Although all the characters in Ring Around Rosie are fictional, Child Trafficking is most definitely not. Each one of the characters plays a role to give you an idea of the kind of horror that trafficking can bring, whether to a middle class white girl with a family that cares about her, or a poor Nigerian girl whose family sold her for a few pennies to feed themselves. Many of the characters were developed from real life stories I read when doing my research; the age groups, the nationalities –

there is no discrimination in the world of trafficking; anyone and everyone is a potential victim for anything from prostitution to slave labour. When I first heard about Child Trafficking I was shocked that such exploitation of innocent human lives was allowed to go on. I was sure slavery had been abolished years ago, and yet here we still are, probably sitting not too far from someone who is doing something against their will at the hands of a much more evil and manipulative other. Much like Ted did on the tube in the book, I found myself looking around more at people and trying to guess which, if any, might have some child locked away at home cleaning the floors, or out making money for them like Rosie and the other girls were forced to do. Of course it’s

impossible to tell, mostly because the diversity of culture, especially in our cities, means that people can be trafficked around relatively freely without alerting suspicion, which also makes it a very hard crime to keep track of and stop.  As in Lo’s case, it is very common for children to be re-trafficked. Even if the authorities manage to rescue the children and place them in care, they are often kidnapped again within a few months. I have listed a few statistics and websites below (correct at the time of printing), where you can find out more information if you would like to get involved with helping children like Lo, Baduwa, Utibe, Mai-Li, Jelena, Tihana, and of course, Rosie. 

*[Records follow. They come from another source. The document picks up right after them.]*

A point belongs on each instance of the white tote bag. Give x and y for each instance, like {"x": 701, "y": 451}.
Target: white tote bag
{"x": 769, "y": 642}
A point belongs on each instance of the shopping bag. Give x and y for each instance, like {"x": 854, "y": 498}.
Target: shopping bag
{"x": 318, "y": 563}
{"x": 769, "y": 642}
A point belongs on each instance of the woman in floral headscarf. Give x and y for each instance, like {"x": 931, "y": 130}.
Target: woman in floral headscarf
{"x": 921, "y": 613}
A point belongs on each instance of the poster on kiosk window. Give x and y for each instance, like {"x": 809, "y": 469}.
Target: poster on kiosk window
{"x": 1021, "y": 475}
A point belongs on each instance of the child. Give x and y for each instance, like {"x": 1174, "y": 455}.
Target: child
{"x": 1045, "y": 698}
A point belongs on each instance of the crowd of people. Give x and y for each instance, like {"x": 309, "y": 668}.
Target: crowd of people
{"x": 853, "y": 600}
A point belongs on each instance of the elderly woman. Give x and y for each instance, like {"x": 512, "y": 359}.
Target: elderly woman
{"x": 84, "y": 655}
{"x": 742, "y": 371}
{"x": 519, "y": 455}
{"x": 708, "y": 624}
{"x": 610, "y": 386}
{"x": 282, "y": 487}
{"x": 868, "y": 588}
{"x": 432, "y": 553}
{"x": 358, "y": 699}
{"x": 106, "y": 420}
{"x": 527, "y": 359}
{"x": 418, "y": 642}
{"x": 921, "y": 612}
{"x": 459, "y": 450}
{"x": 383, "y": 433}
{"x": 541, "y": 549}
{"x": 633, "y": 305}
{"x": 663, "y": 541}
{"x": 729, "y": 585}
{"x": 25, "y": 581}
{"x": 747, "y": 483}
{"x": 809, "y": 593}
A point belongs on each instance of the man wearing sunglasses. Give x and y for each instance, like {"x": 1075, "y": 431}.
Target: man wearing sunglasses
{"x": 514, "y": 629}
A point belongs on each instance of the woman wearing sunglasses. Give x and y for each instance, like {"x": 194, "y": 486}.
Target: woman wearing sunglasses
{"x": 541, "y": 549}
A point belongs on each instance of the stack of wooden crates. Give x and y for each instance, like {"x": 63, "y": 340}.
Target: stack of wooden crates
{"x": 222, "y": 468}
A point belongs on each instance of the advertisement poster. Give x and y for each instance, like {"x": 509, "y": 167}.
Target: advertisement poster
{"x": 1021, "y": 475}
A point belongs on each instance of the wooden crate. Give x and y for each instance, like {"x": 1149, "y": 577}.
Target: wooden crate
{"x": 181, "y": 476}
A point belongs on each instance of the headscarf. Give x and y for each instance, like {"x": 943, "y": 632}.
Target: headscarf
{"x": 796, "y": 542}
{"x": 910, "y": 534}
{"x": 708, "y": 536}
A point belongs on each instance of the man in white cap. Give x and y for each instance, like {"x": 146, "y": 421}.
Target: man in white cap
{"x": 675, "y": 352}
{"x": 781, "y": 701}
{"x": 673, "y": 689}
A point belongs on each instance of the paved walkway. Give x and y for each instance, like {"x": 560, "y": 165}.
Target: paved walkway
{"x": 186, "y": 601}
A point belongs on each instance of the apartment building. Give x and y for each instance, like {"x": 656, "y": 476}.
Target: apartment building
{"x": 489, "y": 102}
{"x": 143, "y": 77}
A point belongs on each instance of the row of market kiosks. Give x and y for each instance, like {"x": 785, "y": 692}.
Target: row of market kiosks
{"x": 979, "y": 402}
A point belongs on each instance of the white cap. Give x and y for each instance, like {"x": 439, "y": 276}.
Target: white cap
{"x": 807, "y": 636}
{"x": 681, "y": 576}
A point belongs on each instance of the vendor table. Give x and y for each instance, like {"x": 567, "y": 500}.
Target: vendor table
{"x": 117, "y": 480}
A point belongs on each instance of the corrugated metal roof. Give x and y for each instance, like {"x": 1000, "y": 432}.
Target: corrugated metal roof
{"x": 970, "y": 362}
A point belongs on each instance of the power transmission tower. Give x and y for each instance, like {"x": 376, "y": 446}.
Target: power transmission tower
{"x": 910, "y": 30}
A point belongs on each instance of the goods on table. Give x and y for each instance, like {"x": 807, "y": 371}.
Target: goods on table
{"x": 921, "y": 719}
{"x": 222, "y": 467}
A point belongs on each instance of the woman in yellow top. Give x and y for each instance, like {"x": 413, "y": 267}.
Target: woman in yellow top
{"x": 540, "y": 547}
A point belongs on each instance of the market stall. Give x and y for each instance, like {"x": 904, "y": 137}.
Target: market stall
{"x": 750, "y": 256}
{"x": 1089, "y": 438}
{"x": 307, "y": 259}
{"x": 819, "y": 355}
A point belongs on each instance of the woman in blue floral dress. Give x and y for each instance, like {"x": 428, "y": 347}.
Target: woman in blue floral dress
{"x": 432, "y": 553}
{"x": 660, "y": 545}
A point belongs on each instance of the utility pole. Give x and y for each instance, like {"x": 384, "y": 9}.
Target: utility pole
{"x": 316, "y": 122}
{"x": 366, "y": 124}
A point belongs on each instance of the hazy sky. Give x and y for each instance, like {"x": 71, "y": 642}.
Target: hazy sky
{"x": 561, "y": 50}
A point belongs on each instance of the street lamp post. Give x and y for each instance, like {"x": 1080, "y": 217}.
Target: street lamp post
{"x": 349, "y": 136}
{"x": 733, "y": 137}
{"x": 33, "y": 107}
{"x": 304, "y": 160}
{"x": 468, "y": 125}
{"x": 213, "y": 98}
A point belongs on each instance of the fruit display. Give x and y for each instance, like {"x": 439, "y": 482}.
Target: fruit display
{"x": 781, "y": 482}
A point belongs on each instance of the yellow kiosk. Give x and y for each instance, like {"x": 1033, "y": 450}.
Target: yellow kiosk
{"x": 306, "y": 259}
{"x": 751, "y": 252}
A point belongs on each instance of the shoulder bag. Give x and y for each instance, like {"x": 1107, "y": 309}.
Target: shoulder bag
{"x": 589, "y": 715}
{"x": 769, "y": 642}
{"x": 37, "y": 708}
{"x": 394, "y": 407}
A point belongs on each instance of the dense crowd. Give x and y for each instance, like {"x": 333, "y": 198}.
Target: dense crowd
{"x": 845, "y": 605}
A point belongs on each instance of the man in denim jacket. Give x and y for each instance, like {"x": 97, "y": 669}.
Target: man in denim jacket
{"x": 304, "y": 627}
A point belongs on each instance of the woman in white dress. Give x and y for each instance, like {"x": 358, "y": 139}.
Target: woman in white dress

Human trafficking is a complex phenomenon fueled by the tremendous growth in the global sex market. Exploitation is driven by poverty, uneven development, official corruption, gender discrimination, harmful traditional and cultural practices, civil
unrest, natural disasters and lack of political will to end it. (ECPAT)
Human trafficking is the second largest source of illegal income worldwide, exceeded only by drugs. (belser 2005)
At least 12.3 million people are victims of forced labour worldwide.  Of these 2.45 million are as a result of human trafficking. 
A global alliance against forced labor, International Labour Organisation, 2005. 

1.2 million children are trafficked every year. Estimate by UNICEF
People trafficking is the fastest growing means by which people are enslaved, the fastest growing international crime, and one of the largest sources of income for organised crime. 
The UN Office on Drugs and Crime
Types of recruitment include: abduction, false agreement with parents, sold by parents, runaways, travel with family, orphans sold from street or institutions.
79% of all global trafficking is for sexual exploitation. 

Human trafficking is a ‘low risk, high profit’ crime, with annual profits of $32 billion.